CadBench.ai, also presented as Parametric CAD Bench, is focused on a simple but important mission: to create open benchmarks and datasets that help evaluate how well AI models and agents can perform real CAD design and 3D modeling tasks. Its homepage describes the project as “a community effort to build the best open parametric CAD datasets,” initiated by the gNucleus AI team.
TL;DR
“We introduce Parametric CAD Bench, a new evaluation for AI agents that measures the ability to author editable FreeCAD models from natural language. Unlike previous CAD-related benchmarks, we use a multi-step agentic loop and a strict “editability gate” (harmonic mean scoring) to ensure models produce functional engineering recipes, not just static 3D shapes. Early results show GPT-5.5 via Codex leading at 0.832, with a visible harness effect: swapping the driver while keeping the model fixed shifts scores by roughly 10% in either direction. Per-cell spend ranges from $3 to $170 across 100 trials each — the cost–quality frontier is wide enough that the top-scoring cell isn’t always the best-value one.”
Why FreeCAD
“FreeCAD is open source, fully scriptable from Python, and has a stable native format (.FCStd) that preserves the full feature history. Because it runs entirely offline, it’s also straightforward to drop into a sandboxed container for automated evaluation. And it’s a real CAD system that engineers use — the operations, constraints, and conventions match production workflows.
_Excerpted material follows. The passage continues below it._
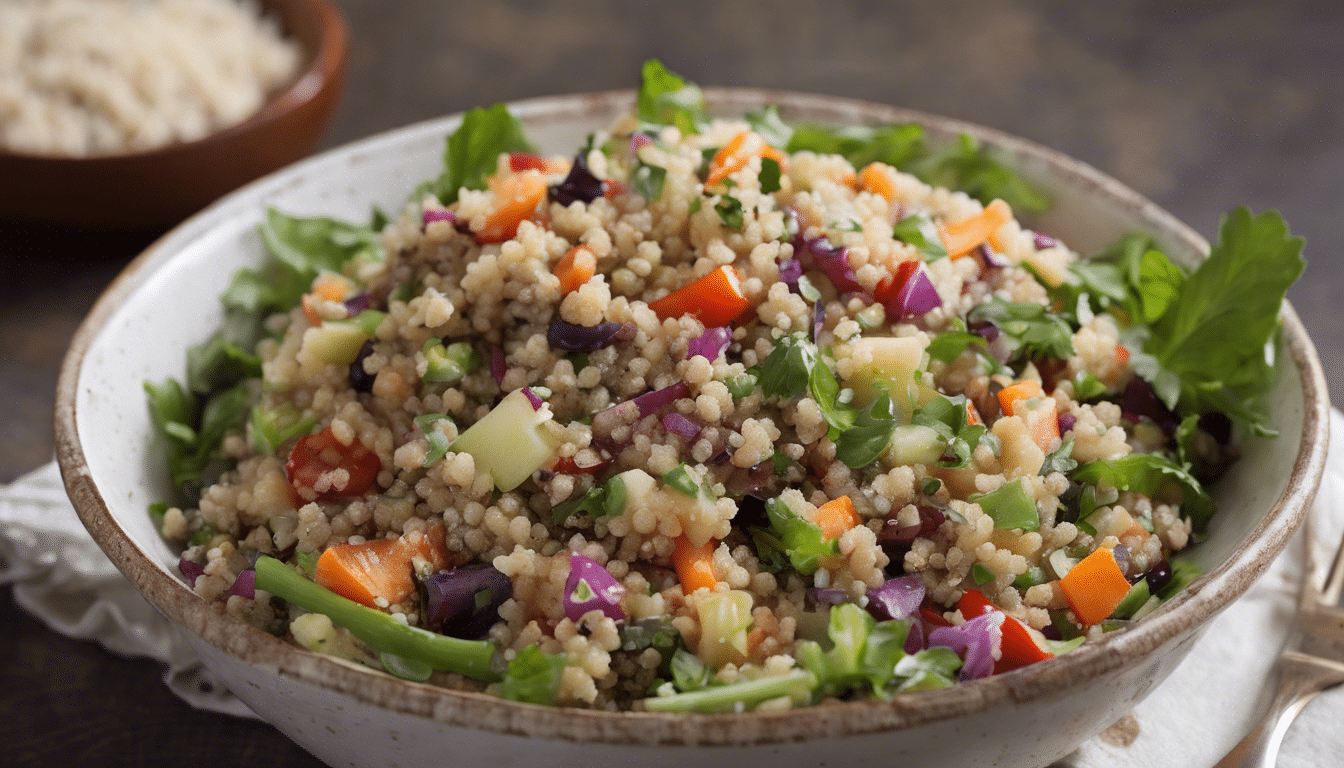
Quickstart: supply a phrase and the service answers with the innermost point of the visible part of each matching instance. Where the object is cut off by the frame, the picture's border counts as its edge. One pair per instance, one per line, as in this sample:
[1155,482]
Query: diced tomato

FreeCAD has two solid-modeling styles: the Part Workbench (CSG — booleans on primitives) and the Part Design Workbench (feature-based — sketches plus a parametric feature tree). We use Part Design because it captures engineering intent — parameter-driven operations (Pad, Pocket, Loft, Sweep, Pattern…) on top of sketches — and is how professional CAD (Catia, NX, Creo, SolidWorks, Onshape) actually works. That structure gives a much richer evaluation signal — right features used, parameters match, part still rebuilt when a dimension changes — which CSG loses once the booleans are applied.”